Voz do povo, voz de Deus
Para compreendermos toda a riqueza potencial de uma determinada nação, a sua capacidade de florescer e atingir a plenitude de desenvolvimento, importa tomarmos em consideração este princípio: a fisionomia completa, quer da sociedade pequena, quer da grande, só se conhece nas suas originalidades. Desse modo, quando chegamos a entender o que um povo tem de único, e damos às suas legítimas peculiaridades o espaço que merecem na vida, a pujança latente desse povo emerge à luz do sol.
E tais originalidades vamos encontrá-las, por excelência, nos costumes e organizações regionais.
A meu ver, a região é uma criatura de Deus num sentido especial da palavra. Assim como Ele criou o universo, constituiu também micro-universos — as regiões — cada qual com uma forma de natureza própria que se distingue do conjunto do país, como a espécie se distingue do gênero, determinando o sabor orgânico da regionalidade.
Mais ainda. Para que a colaboração popular seja proveitosa e possa dar o seu melhor, é preciso saber interrogar a gente nessas suas originalidades, para deixá‑la dizer o que tem a manifestar. Daí os foros em Portugal e, algo mais característico, as autonomias de certas regiões da Espanha, às vezes reivindicadas de maneira não muito pacífica…; outras, porém, revelando pitorescos e encantadores costumes que são a boa voz do povo se exprimindo e construindo uma civilização conforme os desígnios divinos. Como diz acertadamente o provérbio: “vox populi Dei, vox Dei”.

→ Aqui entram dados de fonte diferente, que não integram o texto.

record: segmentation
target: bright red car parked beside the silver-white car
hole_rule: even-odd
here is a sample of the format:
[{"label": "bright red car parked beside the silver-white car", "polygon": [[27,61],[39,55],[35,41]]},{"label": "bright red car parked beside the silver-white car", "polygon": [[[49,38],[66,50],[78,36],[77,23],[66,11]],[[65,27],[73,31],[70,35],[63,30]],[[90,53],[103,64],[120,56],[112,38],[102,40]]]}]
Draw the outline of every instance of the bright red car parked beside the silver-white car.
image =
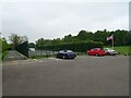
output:
[{"label": "bright red car parked beside the silver-white car", "polygon": [[88,56],[105,56],[106,52],[100,48],[93,48],[91,50],[87,50],[87,54]]}]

Exemplo paradigmático desse regionalismo e dessa originalidade acredito ser o célebre Vale do Roncal, na Navarra espanhola. Havia ali diversas aldeias, cada qual com autonomia e independência de pequena república, representando algo que me parece um néctar: é uma republicazinha, não por razão metafísica, por julgar a monarquia injusta, mas por motivos consuetudinários, ciente de ser esta a melhor forma de existirem. Compreendem e amam o Rei, mas conservam seus direitos, tradições e valores de aldeias.
Tenho a impressão de que nada se compara ao sabor dessa característica regional. Não é a aristocracia, e sim o povo como deve ser organizado. Na sua admirável autonomia, porém amando a autoridade suprema do país. Daí o privilégio concedido aos roncaleses de enviar, em determinadas épocas do ano, filhos de sua região para servirem como sentinelas junto à porta dos aposentos do soberano espanhol…
Coisa popular, sendo entretanto rica e até senhoril, de quem afirma: “Não somos nobres, mas há nobreza na nossa condição, e por causa disso temos nexo com os primeiros da nação. Embora não lhes sejamos iguais, somos os degraus de uma mesma escada, de um mesmo mármore.”
Isto é o orgânico, que nasce, floresce e não possui cópia no mundo inteiro. É a originalidade da expansão popular, surgida do profundo dos costumes, do dia a dia, etc., fazendo ouvir a sua voz a ecoar pela História.